Induced BfpF expression is required for efficient production of actin-rich pedestals. (A) Visualization of bacteria and F-actin in fixed cells. MDCK cells were infected with the indicated EPEC strains for 45 and 120 min at 37ºC. Cells were fixed and stained with DAPI (bacteria and nuclei) and Texas-Red phalloidin (F- actin). Confocal images were acquired from the apical region of the cells and processed as indicated in Materials and Methods. Arrowheads point toward prominent F-actin accumulations associated with EPEC infection sites. Arrows and arrowheads with asterisks indicate weak or barely detectable F-actin accumulations at infection sites, respectively. Bar = 10 μm. (B and C) Quantitative time-lapse imaging analysis of GFP-actin (top panel) and mRFP-PM (bottom panel) accumulation at EPEC infection sites. Cells were cotransfected with plasmids encoding for GFP-actin and mRFP-PM. Cells were subsequently infected under the microscope, and time-lapse live imaging was performed (see Supplemental Movies 6–10).

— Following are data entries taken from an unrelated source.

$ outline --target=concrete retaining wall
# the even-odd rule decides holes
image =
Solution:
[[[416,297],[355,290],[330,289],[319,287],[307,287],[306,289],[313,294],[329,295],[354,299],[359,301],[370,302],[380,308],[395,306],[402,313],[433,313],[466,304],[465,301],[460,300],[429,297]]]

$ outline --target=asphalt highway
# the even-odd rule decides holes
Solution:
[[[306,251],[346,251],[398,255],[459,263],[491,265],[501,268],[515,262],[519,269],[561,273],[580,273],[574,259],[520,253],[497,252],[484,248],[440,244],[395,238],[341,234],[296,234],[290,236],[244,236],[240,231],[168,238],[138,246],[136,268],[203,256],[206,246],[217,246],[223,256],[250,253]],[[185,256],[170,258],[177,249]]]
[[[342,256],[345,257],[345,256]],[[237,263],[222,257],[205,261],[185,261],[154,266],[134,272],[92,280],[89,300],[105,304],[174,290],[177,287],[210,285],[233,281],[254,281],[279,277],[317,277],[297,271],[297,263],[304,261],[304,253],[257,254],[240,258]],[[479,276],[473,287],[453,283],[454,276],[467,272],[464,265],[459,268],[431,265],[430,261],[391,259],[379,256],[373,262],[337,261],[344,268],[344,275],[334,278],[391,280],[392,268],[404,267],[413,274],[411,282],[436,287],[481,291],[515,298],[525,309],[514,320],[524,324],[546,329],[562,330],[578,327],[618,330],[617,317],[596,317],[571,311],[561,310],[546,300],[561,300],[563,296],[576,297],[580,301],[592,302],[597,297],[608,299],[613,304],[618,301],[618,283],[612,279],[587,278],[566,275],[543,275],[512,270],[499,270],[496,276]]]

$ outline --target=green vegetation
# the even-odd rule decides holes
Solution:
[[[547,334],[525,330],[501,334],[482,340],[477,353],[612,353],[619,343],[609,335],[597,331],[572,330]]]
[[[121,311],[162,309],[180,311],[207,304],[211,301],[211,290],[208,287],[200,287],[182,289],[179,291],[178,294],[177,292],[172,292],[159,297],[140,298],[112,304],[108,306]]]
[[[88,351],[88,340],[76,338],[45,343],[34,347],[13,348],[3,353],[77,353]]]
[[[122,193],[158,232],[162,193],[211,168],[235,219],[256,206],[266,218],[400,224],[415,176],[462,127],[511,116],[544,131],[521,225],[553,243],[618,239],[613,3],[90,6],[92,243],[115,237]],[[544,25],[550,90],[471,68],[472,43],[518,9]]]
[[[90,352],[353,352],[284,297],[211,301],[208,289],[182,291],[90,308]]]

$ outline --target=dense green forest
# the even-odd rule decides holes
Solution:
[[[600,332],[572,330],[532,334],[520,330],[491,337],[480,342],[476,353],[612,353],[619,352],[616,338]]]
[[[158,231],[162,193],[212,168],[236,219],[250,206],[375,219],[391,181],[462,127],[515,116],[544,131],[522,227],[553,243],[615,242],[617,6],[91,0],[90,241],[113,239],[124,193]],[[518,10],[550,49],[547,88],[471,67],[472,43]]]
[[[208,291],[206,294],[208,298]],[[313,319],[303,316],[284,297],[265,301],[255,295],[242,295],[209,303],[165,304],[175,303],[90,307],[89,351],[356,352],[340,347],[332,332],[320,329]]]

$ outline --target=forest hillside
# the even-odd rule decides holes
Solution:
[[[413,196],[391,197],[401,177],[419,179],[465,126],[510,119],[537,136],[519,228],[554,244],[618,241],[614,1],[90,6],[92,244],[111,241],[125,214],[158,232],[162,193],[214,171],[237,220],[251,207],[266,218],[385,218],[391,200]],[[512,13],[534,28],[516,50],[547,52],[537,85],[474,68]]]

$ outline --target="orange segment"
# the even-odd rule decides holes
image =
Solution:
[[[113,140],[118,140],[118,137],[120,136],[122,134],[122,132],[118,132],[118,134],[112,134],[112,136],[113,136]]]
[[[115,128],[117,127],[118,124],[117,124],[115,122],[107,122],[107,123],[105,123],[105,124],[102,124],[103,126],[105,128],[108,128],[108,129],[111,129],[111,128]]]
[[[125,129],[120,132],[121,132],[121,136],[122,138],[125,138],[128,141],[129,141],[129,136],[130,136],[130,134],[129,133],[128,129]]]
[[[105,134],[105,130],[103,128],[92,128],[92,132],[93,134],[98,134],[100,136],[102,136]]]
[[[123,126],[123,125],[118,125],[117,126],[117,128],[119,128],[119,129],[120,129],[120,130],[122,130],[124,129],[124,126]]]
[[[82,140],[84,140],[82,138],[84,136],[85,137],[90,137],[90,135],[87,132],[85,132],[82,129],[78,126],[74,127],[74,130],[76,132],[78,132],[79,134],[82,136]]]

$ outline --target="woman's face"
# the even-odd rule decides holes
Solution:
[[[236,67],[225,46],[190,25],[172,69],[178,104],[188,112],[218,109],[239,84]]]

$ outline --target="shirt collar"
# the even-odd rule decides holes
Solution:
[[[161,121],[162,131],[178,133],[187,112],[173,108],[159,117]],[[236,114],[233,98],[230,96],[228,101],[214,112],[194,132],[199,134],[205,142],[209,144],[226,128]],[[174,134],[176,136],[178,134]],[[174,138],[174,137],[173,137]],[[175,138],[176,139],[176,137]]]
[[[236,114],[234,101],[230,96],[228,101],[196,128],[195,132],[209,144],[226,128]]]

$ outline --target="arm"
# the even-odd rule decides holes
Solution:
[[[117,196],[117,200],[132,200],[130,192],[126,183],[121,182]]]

In the case where arabinose-mediated BfpF expression was tested, the inducer was added to the activation medium before cell infection [(EPEC-bfpF +BfpF^ara+(T0); (B)]; in another experiment, EPEC microcolonies were allowed to interact with the host cell surface for 15 min in medium lacking arabinose, and then the inducer was added until the end of the measurement [(EPEC-bfpF +BfpF^ara+(T15′); (C)]. Fluorescence intensity confined to EPEC attachment sites was quantitatively analyzed. The landing of EPEC microcolonies on the cell surface was identified by differential interference contrast microscopy, and data acquisition started at that time point (designated as time 0). Results presented in panel B are mean ± SE of four experiments. The experiment described in panel C (see Supplemental Movie 10) was repeated, but the microcolony was allowed to interact with the cell surface for 2 min in medium lacking arabinose (Supplemental Figure S3). (D) Ultrastructure of EPEC infection sites. Filter-cultured MDCK cells were infected with the indicated EPEC strains for 60 or 120 min at 37ºC. Cells were fixed and processed for observation by transmission electron microscopy, as described in Materials and Methods.

FIGURE 4:

BfpF expression is required for efficient tyrosine phosphorylation of Tir in MDCK cells. MDCK cells were infected with EPEC for 45 or 120 min at 37°C. Cells were fixed and stained with DAPI to visualize bacteria and with anti-PY antibodies. Fluorescence was imaged by confocal microscopy, and representative images are shown in the top panel. The intensity of PY fluorescence levels associated with EPEC microcolonies was quantified, and data are presented in the bottom panel. Results are the mean ± SE of at least 20 infection sites imaged in two independent experiments.

FIGURE 5:

BfpF expression is essential for efficient translocation and tyrosine phosphorylation of Tir in HeLa cells. (A) Tir translocation. HeLa cells were infected with EPEC-bfpF, EPEC-bfpF +BfpF^ara−, and EPEC-bfpF +BfpF^ara+(T0) expressing the tir-blaM reporter gene. Experiments were carried out and analyzed as indicated in Materials and Methods and Figure 2A. The results are mean ± SE of four to eight measurements. (B) Tir phosphorylation. HeLa cells were infected with the indicated EPEC strains or left untreated. Cells were lysed and subjected to immunoprecipitation (IP) with anti-PY antibodies followed by SDS–PAGE and immunoblotting (IB) with the same antibodies. PY-Tir is indicated with an arrow (top panel). Cell lysates were probed with anti–α-tubulin antibodies (middle panel, indicated with an arrow). Densitometric analysis was performed, and the PY-Tir/Tubulin ratio is shown (bottom panel). The results are representative of three independent experiments.

FIGURE 6:

A working model linking pili retraction with the effectiveness of bacterial effector translocation. The model is described in the Discussion section.